A few years ago, Hussain was anything but a picture of happiness after a dressing-room row with Mark Ilott during a county game led to him being dropped by Essex. "That's all in the past now," Hussain insisted. "In any case," he continued with wry grin, "as vice-captain [of Essex] I'm allowed to say things now that I perhaps wasn't allowed to in the past."

Removing the tempest from the tempestuous heart is never easy, but giving Hussain authority seems to have done the trick. "Being given the A team captaincy definitely picked me up. I really enjoyed the responsibility and the tour. Captaincy gets you thinking about other aspects of the game instead of just worrying about your own, which is what I was doing too much of."
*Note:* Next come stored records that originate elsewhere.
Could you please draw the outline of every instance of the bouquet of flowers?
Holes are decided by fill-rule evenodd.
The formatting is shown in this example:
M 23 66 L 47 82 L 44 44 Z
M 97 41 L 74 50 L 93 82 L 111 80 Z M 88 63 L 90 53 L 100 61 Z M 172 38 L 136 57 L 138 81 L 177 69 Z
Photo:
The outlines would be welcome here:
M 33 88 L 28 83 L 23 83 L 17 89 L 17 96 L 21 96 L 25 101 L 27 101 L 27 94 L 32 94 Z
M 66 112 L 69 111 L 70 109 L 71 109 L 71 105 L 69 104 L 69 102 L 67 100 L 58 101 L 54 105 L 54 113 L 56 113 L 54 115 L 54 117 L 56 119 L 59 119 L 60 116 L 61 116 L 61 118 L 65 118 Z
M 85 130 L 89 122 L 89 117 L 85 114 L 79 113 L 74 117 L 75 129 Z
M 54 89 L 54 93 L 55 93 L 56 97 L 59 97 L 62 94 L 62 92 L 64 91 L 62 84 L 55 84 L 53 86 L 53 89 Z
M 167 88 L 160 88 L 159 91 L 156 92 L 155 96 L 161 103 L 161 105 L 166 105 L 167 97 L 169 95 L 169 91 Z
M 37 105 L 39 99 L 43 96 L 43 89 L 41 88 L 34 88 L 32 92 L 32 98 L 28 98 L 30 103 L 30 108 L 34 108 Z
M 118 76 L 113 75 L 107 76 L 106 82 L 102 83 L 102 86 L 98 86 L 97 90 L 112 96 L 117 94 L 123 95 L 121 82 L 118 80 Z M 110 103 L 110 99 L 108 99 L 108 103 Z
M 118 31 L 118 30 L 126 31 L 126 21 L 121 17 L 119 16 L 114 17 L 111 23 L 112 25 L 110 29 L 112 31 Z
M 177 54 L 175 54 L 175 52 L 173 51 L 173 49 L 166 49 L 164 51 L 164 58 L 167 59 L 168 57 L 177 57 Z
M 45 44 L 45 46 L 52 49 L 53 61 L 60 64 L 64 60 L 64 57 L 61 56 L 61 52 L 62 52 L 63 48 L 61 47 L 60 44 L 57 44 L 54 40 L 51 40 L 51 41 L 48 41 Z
Lloyd, England's coach, thinks it is a golden opportunity for Hussain to make the position his own, and rejects the theory that it is a difficult position to bat and Hussain is merely the latest in a long line of scapegoats.

"I've always felt he was a good, aggressive player. You can tell he's been brought up in a decent dressing-room. You can tell he's had his opinions and that he's probably had his backside kicked too. But, that aside, we really liked the shape of the team, with Nasser at three."

Shape is something Hussain has worked hard to achieve since being dropped at the end of the West Indies tour two years ago. He admits to letting his technique go. "I remember seeing myself on video and thinking: 'Do I really move around that much.' I needed to work hard and I've done that at Essex for last two seasons with Graham Gooch and Keith Fletcher. But, in fact, the hard work really only starts now."